The Mirati acquisition is BMS’s latest move to bring in a revenue-generating cancer drug that could offset patent expirations coming to products such as Revlimid, Pomalyst, and Abraxane. Last year, BMS acquired Turning Point Therapeutics for $4.1 billion. That deal brought repotrectinib, a small molecule developed for treating NSCLC characterized by a genetic signature known as ROS1. An FDA decision for this drug is expected in November.

“With multiple targeted oncology assets including Krazati, Mirati is another important step forward in our efforts to grow our diversified oncology portfolio and further strengthen Bristol Myers Squibb’s pipeline for the latter half of the decade and beyond,” Chris Boerner, chief operating officer and CEO-elect for Bristol Myers Squibb, said in a prepared statement.

In a note sent to investors on Monday, William Blair analyst Matt Phipps wrote that the deal is largely based on the potential of Krazati, as the drug’s compatibility with current standards of care distinguishes it from Amgen’s Lumakras. However, other contenders could offer alternative approaches to KRAS. Revolution Medicines is set to present data this week for its KRAS G12C inhibitor, RMC-6291, which the Redwood City, California-based biotech said is differentiated from others in its class. The data presentation will be during the 2023 AACR-NCI-EORTC International Conference on Molecular Targets and Cancer Therapeutics, also known as the “Triple Meeting.”

“The biggest risk is the competitive landscape in KRAS G12C drug development, where multiple molecules with similar binding profiles and some with alternate binding mechanisms (such as Revolution Medicines’ RMC-6291, initial data at the Triple Meeting on October 13) could show competitive profiles and limit Krazati’s long-term opportunity,” Phipps said.

Meanwhile, Leerink Partners analyst Andrew Berens said another bidder could emerge for Mirati, as the BMS offer is “significantly below” what his firm sees as the company’s strategic value. The purchase price is well below Mirati’s 52-week high of $101.30 reached last November and lower than stock’s closing price on Friday. The value of Krazati could rise further in light of the negative vote an FDA advisory committee gave to Amgen’s Lumakras last week. That vote sets up possible potential revocation of that drug’s accelerated approval, Berens wrote in a research note. Longer-term value from the Mirati acquisition could come from the PRMT5 inhibitor. Drugs from this class are set to post data at the Triple Meeting.

The acquisition agreement includes a contingent value right tied to MRTX1719. These rights put Mirati shareholders in line for an additional $12 per share payment, which would add another $1 billion to the purchase price.
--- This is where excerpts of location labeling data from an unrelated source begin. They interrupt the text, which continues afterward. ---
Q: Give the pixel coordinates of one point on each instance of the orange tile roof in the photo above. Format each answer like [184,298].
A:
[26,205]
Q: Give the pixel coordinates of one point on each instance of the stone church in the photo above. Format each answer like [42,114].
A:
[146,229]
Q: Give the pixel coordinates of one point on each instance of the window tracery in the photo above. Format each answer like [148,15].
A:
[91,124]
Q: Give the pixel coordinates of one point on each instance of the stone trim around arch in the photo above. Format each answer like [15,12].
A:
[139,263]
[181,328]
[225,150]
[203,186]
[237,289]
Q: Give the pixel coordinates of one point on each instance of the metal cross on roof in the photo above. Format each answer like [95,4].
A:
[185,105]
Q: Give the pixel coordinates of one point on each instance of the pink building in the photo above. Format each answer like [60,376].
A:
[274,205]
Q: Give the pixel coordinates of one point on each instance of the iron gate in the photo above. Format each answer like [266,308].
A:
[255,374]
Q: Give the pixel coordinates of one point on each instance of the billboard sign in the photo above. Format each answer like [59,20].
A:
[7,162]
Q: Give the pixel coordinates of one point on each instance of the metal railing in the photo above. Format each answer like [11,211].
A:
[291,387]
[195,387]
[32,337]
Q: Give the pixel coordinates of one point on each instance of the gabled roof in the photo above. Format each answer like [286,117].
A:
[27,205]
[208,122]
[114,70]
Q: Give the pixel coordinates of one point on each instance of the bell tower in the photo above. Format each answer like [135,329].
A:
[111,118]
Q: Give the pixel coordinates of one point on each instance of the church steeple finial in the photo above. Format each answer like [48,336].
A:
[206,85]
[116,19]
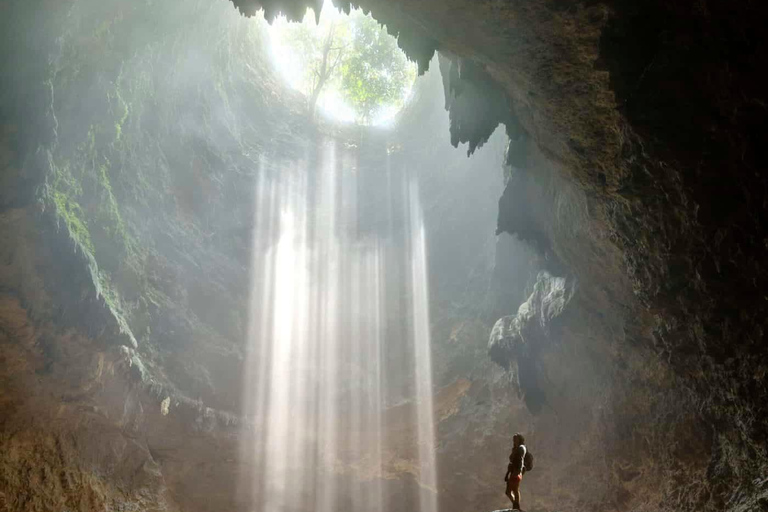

Shareholders will receive the payout when the FDA accepts a new drug application for MRTX1719 in either locally advanced or metastatic lung cancer within seven years after the closing of the acquisition.

BMS is financing the Mirati acquisition with cash and debt. The boards of directors of both companies have approved the transaction, which still needs approvals from Mirati shareholders and regulators. The deal is expected to close by the first half of next year.